Prayers these days seem so inutile in the face of all the pain and misery brought about by destruction and devastation wrought by typhoon Yolanda. We prayed mightily as a nation for God to spare us from the storm, to melt it away or at least to weaken it before it made landfall. The storm remained strong, hitting landfall several times, each one accompanied by recurring storm surges. We prayed that God spare lives and properties. Instead, thousands died; whole towns were flattened and some coastal villages simply vanished away. Duterte, the mayor of Davao, must have expressed what many felt when he cried: “God was away when Yolanda flattened Tacloban.”
Can prayers change the mind of God? Abraham argued with God to save Sodom from destruction. And God agreed. The Canaanite woman argued with Jesus to heal her daughter. And he did. Jesus prayed that the chalice pass away from Him. But it did not. So do prayers work? Can prayers change the course of nature? Christ calmed the storm at sea. And He even walked on the water.

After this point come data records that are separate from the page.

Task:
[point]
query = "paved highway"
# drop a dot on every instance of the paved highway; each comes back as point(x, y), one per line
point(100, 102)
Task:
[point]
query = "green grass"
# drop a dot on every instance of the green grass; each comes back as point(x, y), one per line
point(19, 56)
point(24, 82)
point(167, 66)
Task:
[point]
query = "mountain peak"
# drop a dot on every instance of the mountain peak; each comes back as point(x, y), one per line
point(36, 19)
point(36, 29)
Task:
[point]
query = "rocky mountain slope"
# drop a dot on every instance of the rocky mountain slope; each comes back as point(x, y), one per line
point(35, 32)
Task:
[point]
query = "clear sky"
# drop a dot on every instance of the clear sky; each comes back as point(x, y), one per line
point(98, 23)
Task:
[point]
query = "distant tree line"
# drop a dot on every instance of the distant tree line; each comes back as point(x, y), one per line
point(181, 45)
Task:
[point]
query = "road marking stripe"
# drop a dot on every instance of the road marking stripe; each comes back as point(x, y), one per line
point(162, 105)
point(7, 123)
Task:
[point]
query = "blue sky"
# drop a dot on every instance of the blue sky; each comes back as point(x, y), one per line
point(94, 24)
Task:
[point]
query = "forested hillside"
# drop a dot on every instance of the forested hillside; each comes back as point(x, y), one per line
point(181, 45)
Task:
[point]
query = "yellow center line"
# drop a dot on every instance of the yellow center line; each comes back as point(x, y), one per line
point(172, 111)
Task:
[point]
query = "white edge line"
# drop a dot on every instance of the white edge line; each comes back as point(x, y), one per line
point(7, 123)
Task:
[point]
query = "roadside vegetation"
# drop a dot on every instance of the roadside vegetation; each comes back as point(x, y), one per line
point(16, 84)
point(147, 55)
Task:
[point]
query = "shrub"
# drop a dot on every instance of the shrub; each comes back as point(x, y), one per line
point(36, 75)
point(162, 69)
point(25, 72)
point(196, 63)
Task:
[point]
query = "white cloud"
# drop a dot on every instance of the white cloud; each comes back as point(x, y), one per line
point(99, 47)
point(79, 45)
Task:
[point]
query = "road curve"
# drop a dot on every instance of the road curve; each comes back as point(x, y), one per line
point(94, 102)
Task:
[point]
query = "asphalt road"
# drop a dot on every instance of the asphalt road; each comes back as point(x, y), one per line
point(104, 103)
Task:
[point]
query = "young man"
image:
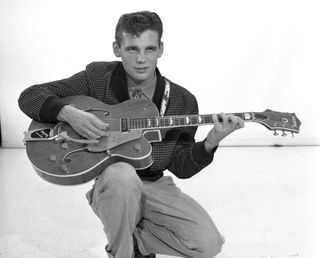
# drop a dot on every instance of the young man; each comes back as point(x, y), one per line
point(142, 211)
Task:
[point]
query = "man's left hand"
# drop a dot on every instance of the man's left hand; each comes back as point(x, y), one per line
point(229, 124)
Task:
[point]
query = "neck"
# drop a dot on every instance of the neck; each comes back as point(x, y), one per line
point(149, 83)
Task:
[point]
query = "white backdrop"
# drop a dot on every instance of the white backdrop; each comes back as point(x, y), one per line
point(235, 56)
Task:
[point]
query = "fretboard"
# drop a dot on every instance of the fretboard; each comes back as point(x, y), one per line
point(174, 121)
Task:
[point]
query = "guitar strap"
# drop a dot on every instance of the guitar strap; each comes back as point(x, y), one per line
point(165, 97)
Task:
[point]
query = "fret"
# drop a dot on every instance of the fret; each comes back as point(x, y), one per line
point(177, 121)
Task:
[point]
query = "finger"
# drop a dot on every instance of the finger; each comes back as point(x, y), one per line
point(240, 122)
point(215, 120)
point(224, 119)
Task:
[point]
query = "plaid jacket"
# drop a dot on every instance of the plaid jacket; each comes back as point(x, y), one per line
point(178, 152)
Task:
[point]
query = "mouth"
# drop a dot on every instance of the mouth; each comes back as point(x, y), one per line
point(141, 69)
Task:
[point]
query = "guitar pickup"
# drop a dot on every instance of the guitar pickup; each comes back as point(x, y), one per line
point(42, 134)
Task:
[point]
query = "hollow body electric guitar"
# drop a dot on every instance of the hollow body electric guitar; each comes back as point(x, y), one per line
point(59, 155)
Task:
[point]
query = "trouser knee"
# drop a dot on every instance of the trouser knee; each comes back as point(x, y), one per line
point(120, 175)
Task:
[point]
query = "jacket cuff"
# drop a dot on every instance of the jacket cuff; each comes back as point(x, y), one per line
point(200, 154)
point(50, 109)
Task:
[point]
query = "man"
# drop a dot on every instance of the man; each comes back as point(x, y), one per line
point(142, 211)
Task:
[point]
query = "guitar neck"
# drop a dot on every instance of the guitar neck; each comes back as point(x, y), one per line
point(175, 121)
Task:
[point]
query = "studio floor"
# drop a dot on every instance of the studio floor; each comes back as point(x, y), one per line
point(264, 200)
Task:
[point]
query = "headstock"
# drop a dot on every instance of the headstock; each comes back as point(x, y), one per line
point(278, 121)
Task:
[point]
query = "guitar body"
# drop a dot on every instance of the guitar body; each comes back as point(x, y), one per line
point(59, 155)
point(68, 162)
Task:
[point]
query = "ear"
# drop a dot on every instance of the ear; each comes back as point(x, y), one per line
point(161, 49)
point(116, 49)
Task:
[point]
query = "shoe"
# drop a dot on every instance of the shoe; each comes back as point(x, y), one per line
point(137, 253)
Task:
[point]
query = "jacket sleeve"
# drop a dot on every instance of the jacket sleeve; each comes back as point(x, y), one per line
point(42, 101)
point(189, 157)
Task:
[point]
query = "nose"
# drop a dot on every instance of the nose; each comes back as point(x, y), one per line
point(141, 57)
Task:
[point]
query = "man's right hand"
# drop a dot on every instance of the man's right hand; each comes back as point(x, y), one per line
point(86, 124)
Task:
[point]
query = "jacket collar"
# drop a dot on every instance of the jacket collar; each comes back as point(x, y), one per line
point(119, 85)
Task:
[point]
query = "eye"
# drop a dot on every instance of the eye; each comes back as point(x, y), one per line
point(131, 50)
point(151, 49)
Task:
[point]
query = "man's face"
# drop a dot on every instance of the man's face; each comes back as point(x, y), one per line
point(139, 55)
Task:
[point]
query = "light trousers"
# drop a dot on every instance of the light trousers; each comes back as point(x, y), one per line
point(162, 219)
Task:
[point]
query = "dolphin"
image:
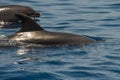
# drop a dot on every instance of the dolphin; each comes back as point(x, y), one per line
point(33, 33)
point(7, 13)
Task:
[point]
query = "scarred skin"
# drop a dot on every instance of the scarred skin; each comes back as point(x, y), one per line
point(7, 13)
point(31, 32)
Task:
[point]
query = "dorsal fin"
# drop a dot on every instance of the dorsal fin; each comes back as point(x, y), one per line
point(28, 24)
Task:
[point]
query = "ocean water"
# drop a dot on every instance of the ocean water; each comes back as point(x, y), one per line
point(99, 61)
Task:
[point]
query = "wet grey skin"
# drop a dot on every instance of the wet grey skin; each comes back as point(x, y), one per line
point(33, 33)
point(7, 13)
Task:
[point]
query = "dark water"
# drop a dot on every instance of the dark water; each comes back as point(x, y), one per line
point(100, 61)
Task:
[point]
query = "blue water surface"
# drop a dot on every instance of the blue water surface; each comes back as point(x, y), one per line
point(99, 61)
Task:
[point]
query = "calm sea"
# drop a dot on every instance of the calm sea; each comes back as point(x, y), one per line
point(99, 61)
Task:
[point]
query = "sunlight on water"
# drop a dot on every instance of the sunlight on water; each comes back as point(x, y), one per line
point(99, 61)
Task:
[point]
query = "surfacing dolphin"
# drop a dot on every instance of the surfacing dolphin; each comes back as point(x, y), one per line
point(32, 33)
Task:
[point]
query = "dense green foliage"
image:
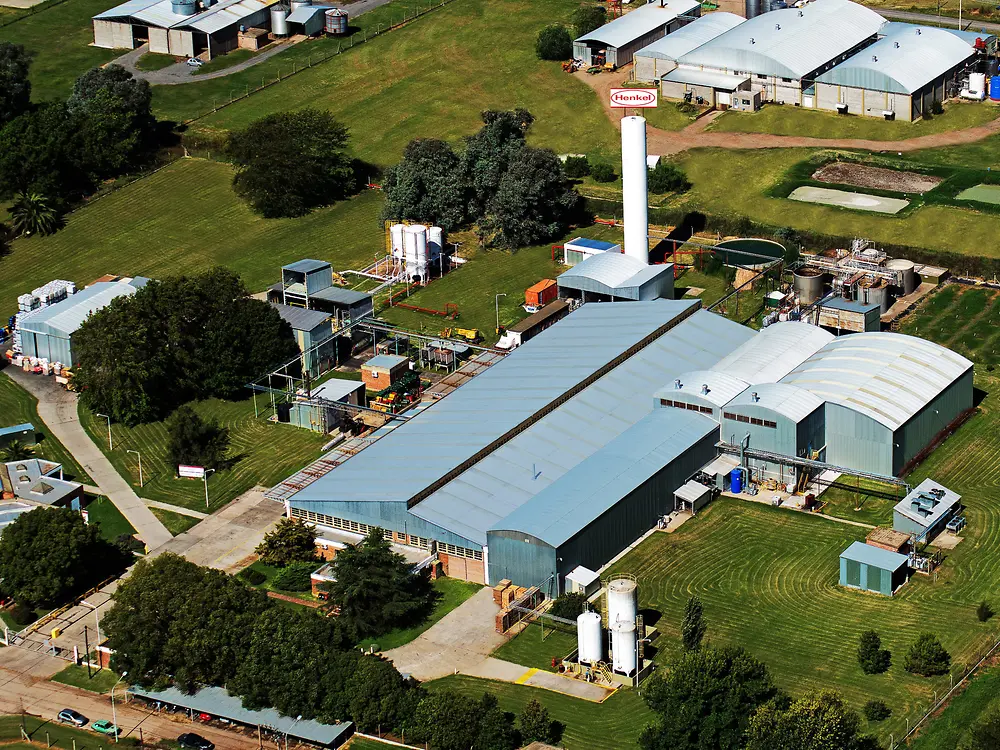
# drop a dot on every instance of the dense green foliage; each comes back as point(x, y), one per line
point(49, 554)
point(554, 43)
point(292, 162)
point(176, 340)
point(290, 541)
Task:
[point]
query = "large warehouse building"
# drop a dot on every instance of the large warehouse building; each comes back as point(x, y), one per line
point(570, 448)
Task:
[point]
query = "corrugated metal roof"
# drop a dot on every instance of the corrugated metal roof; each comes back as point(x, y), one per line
point(791, 42)
point(874, 556)
point(794, 403)
point(902, 62)
point(639, 22)
point(774, 352)
point(886, 376)
point(687, 38)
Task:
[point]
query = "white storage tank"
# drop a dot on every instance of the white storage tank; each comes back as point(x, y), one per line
point(623, 647)
point(623, 605)
point(588, 638)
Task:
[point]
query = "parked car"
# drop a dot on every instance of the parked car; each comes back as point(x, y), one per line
point(69, 716)
point(195, 742)
point(103, 726)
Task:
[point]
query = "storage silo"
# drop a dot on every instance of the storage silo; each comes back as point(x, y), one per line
point(590, 646)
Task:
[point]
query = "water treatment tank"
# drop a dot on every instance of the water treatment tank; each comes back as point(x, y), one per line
point(623, 604)
point(590, 645)
point(623, 647)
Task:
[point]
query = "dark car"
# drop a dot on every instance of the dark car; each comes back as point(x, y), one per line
point(69, 716)
point(195, 742)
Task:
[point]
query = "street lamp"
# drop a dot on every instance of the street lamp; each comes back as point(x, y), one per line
point(111, 443)
point(114, 714)
point(205, 477)
point(129, 450)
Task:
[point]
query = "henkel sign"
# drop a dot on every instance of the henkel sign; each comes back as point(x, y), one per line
point(622, 98)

So, what do I pray for during this time of calamities? More strength and courage for those affected by the typhoon? More love and generosity from those who were kept safe and now can help? More wisdom and dedication for our leaders to do the right things in time? More faith and hope in everyone that something good will come out of this suffering?

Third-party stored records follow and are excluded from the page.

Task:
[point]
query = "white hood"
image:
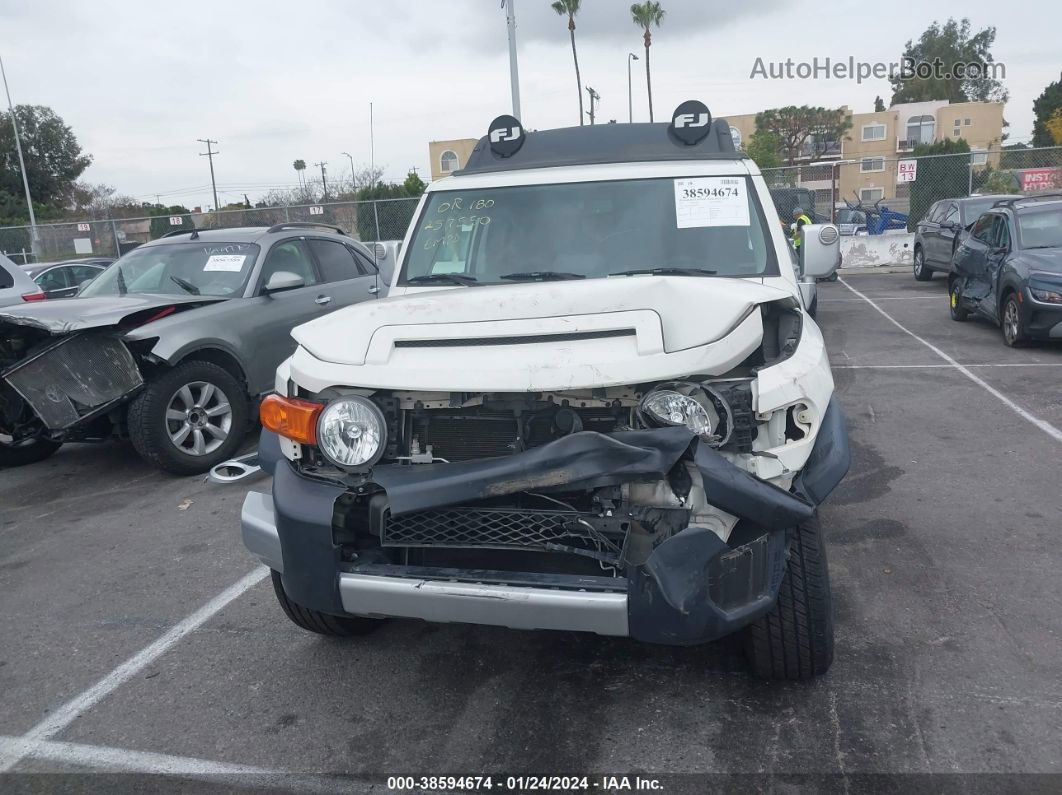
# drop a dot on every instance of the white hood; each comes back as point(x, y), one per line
point(534, 336)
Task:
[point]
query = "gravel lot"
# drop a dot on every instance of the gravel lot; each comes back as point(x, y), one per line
point(943, 550)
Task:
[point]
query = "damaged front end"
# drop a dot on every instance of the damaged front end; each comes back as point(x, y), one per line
point(595, 511)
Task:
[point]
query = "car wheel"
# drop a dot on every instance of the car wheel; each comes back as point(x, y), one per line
point(922, 273)
point(190, 418)
point(322, 623)
point(1013, 333)
point(24, 451)
point(794, 640)
point(955, 300)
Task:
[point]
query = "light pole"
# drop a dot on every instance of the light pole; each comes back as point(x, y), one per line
point(354, 184)
point(514, 73)
point(21, 162)
point(630, 98)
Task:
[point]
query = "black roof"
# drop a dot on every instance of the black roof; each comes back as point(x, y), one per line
point(603, 143)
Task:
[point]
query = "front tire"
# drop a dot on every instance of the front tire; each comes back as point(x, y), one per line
point(795, 639)
point(1013, 331)
point(922, 272)
point(955, 301)
point(322, 623)
point(26, 451)
point(189, 418)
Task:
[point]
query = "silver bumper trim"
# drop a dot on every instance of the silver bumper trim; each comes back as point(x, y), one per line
point(473, 603)
point(258, 526)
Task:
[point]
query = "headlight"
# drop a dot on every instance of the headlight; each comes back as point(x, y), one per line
point(697, 405)
point(352, 432)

I pray that we will all come out better and stronger from this experience. I pray for healing for all of those who have suffered. I pray for the spirit of gratitude and humility from those who are reaching out to help. I pray for the rebirth of our people from this yet another very trying upheaval. I pray that in the face of all this destruction we may become an even more loving, a more forgiving and a more spiritual nation.
Then Jesus told them a parable about their need to pray always and not to lose heart.